Naturaleza arrives after what Usbeck describes as “a forced, fake retirement that lasted more than a year,” the conclusion of which caused her to collide with the natural world’s strange, serene, and endless outgrowths. “The chaos of life stood in stark contrast to the stillness and beauty around me—the overwhelming presence of nature,” she says. “It was in the woods that I was reborn, where I found both inspiration and solace.” What emerged from Usbeck, creatively, is the free-flowing and hallucinatory approach captured on Naturaleza—recalling Julia Holter’s smeared-lens art-pop fantasias as well as the propulsive indie-pop of label contemporaries Yumi Zouma. “Current” features Usbeck’s most soaring chorus to date (“How does it feel / To be so far in?”) amidst warm piano and a driving bassline, and “Mantarraya” rides a skipping backbeat as she sings like a feather in the breeze, soft waves of feedback cresting at her feet—and then there’s the opening track “Floating,” which pairs the tactile electronic sound of Envejeciendo with moonlit sax that immediately recalls sophistipop greats the Blue Nile. 

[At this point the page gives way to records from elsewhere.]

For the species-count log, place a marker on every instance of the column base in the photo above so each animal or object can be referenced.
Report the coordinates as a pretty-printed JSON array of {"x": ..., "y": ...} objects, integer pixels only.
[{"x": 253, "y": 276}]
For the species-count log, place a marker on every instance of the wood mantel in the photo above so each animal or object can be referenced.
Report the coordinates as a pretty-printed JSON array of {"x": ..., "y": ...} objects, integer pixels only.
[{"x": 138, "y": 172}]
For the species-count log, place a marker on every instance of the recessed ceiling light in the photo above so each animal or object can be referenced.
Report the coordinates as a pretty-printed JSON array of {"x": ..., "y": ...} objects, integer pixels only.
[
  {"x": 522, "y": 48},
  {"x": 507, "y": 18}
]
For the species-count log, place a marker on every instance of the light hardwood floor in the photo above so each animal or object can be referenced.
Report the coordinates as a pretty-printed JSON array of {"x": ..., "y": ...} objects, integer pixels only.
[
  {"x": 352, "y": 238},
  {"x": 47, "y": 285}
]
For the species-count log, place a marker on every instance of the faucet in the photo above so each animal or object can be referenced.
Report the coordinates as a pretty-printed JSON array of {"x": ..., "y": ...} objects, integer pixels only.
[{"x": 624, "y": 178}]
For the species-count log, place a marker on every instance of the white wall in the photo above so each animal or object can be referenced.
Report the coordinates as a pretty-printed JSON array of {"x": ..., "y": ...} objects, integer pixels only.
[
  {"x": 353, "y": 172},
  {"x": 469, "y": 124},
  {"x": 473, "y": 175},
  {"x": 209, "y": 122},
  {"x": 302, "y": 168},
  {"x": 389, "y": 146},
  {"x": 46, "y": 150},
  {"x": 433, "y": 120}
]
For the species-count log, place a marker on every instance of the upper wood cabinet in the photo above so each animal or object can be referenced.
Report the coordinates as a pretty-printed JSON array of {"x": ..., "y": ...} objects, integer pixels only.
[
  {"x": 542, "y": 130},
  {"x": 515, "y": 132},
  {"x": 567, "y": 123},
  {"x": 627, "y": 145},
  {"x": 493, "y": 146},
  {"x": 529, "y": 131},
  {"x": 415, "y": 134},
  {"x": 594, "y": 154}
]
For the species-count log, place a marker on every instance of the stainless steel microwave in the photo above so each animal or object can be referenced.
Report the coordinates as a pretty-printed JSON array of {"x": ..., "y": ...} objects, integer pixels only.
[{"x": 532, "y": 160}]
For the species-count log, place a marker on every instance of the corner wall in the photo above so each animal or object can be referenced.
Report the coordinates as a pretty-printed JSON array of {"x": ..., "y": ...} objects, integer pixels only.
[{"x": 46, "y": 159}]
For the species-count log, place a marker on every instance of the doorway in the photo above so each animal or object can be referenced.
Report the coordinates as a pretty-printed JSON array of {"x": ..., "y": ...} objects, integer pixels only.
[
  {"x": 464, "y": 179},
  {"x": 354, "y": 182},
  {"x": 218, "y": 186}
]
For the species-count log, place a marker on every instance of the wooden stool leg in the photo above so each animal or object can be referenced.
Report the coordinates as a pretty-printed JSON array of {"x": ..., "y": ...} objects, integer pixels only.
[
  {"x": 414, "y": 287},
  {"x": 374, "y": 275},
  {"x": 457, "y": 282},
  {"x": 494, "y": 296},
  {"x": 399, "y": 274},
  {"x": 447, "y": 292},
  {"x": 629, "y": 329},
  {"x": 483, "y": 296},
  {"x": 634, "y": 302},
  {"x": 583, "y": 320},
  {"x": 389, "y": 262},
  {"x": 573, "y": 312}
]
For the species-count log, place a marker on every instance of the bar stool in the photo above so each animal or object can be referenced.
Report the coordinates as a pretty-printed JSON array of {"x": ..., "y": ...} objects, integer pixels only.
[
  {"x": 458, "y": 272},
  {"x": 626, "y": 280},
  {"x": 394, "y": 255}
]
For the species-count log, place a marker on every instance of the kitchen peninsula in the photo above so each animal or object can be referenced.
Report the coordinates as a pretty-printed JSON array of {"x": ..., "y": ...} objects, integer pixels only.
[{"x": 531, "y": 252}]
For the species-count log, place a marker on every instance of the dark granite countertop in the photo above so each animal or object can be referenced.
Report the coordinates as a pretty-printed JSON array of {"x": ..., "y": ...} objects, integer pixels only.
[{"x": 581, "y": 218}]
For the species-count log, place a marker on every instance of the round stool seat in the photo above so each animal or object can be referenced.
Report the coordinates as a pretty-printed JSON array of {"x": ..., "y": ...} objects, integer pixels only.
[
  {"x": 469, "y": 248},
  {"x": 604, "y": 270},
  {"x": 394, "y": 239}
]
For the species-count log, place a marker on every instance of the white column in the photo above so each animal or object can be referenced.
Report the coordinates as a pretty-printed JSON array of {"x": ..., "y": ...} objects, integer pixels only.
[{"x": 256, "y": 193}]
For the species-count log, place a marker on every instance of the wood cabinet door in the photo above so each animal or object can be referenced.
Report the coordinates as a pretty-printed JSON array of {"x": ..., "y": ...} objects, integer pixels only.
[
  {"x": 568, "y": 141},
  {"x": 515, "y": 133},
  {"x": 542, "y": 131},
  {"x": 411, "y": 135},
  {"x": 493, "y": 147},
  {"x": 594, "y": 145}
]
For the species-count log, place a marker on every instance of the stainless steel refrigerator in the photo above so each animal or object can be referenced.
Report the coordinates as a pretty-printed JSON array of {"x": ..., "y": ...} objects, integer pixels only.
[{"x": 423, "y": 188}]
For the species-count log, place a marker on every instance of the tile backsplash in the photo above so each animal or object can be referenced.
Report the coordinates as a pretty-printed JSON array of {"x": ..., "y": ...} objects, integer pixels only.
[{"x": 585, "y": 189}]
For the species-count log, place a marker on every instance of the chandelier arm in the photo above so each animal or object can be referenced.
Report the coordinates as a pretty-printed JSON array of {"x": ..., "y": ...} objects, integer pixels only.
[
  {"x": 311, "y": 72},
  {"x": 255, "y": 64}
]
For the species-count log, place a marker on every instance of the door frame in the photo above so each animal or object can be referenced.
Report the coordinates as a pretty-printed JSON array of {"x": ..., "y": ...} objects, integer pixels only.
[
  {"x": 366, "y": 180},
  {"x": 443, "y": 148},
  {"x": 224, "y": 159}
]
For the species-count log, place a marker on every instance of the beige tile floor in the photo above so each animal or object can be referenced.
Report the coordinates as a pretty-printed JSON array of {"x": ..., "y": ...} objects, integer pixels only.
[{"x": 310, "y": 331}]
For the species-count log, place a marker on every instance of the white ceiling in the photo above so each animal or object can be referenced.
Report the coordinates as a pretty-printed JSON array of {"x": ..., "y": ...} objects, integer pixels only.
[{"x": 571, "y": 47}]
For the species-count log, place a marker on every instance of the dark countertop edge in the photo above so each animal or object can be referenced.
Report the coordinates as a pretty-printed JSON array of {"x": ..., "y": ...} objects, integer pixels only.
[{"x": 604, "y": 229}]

In many ways Naturaleza feels like the culmination of Usbeck’s incredible career thus far while offering endless, thrilling paths from which her music could take us next. She reflects: “Humanity stands at a breaking point; we've lost our bond with the natural world. We deem ourselves superior, advanced, yet it’s only through harmony and a symbiotic relationship with nature that we can avert an inevitable doom. I propose we learn to reconnect, to rediscover the balance we've forgotten. That's what I've been up to and what this record is about. Healing.”